O medo tolheu, durante toda a vida os movimentos deste homem, que por medo deixou de fazer o que amava e deixou de amar o que fazia. Apenas vivia, um dia atrás do outro, sem grandes ambições. Os seus gostos resumiam-se ao que comia, bebia e fumava. Até que um enfarte do miocárdio o ameaça de lhe tirar a vida, que ele já não tinha... desperta-o para a possibilidade de ainda viver, sem medo.

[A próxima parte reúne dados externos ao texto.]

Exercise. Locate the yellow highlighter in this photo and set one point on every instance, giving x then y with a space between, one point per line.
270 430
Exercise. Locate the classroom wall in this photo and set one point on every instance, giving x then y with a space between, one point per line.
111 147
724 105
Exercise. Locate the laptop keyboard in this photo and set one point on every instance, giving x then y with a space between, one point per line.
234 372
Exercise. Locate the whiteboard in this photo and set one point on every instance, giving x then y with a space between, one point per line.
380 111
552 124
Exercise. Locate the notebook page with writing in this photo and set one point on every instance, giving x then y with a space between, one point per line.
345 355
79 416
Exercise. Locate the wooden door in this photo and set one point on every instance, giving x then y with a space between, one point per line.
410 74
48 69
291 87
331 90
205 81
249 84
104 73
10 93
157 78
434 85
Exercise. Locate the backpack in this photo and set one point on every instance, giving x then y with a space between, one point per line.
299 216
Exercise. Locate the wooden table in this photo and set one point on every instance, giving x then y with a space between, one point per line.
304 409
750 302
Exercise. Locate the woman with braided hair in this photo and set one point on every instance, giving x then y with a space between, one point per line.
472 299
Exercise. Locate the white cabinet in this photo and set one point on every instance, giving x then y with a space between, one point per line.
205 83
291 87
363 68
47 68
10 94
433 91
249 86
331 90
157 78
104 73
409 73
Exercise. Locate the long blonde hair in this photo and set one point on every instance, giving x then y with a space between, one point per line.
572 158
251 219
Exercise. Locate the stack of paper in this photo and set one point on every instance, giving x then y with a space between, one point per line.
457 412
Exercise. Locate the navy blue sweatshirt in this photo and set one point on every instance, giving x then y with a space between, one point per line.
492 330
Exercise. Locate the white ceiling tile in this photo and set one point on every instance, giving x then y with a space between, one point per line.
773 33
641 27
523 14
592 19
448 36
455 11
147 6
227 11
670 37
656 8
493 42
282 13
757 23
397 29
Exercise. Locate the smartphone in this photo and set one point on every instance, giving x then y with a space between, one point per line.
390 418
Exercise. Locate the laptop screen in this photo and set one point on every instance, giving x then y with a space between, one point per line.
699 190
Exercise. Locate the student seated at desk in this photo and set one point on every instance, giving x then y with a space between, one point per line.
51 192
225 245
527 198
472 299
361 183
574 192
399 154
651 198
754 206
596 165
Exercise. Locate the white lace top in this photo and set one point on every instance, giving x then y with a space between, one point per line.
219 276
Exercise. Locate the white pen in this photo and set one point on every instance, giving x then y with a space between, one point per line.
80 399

 Encontra uma Margarida na sua vida, flor, colega, professora e poetisa que escreveu o poema com o nome da obra, o qual transcrevo aqui:


"Cheguei com atraso à poesia"


Cheguei com atraso à poesia.


Perdi comboios, navios, aviões,


fiquei sentada em gares e cais


à espera da partida seguinte.


Ouvi os gritos, as sirenes, os apitos


mas nunca entrei a bordo na hora certa.


Mas a poesia quis esperar por mim


generosa e doce como uma mãe antiga


Por isso lhe devo esta oferenda,


a dádiva grata desta entrega


em que fica de mim tudo


o que de mais intenso tenho para lhe dar.


Salto para o estribo de poema,


entro na carruagem em movimento,


cumprimento as sombras e as estrelas


e só acordo quando o medo me liberta."


***


Hoje sonhei que me tinham oferecido uma viagem de um dia a Paris, seria para ir num dia, num avião pelas 11h da manhã e regressar no outro dia pela mesma hora. Estava tudo, um pouco mal preparado, mas parecia ter o essencial para uma viagem de um dia. A senhora do check in descobriu qualquer irregularidade no meu bilhete e não me deixou entrar naquele voo. Disse-me que iria tentar que eu embarcasse ainda hoje, noutro avião. Voltei para casa, almocei e depois de almoço, mais determinada a ir a Paris ainda nessa tarde regressei ao aeroporto para influenciar o meu encaminhamento para um voo o mais cedo possível, na tarde... afinal dentro de duas horas estaria a aterrar em Paris. A senhora do check in informou que poderia ir no voo da meia noite com os tripulantes do avião, esse voo só levaria 15 passageiros.


E eu, ainda estava a pensar em aceitar, mas depois, depois, imaginei-me a chegar a Paris, à meia noite, sem ninguém conhecido, e ter de regressar no outro dia no avião das 11h da manhã, sabendo que teria de estar no aeroporto pelas 09h30m... que tempo estaria eu em Paris? E sozinha? Seria um desperdício de recursos... desisti da viagem e só quando acordei é que me lembrei que nem voltei ao local do check in a solicitar a troca daquele bilhete para outro dia.


O medo que nos tolhe. O medo que nos encolhe e nos diminui e nos prende a uma vida tão pequenina, a nossa vida, que de horizontes tão estreitos e apertados, sem conseguirmos vislumbrar mais além. Na nossa vida mantemos o mais além no desconhecido e julga-mo-nos felizes, aqui neste buraquinho, protegidos de todos os nosso medos, os medos que nos tapam como cobertor quentinho.


Atrevam-se a sair da volta do vosso medo!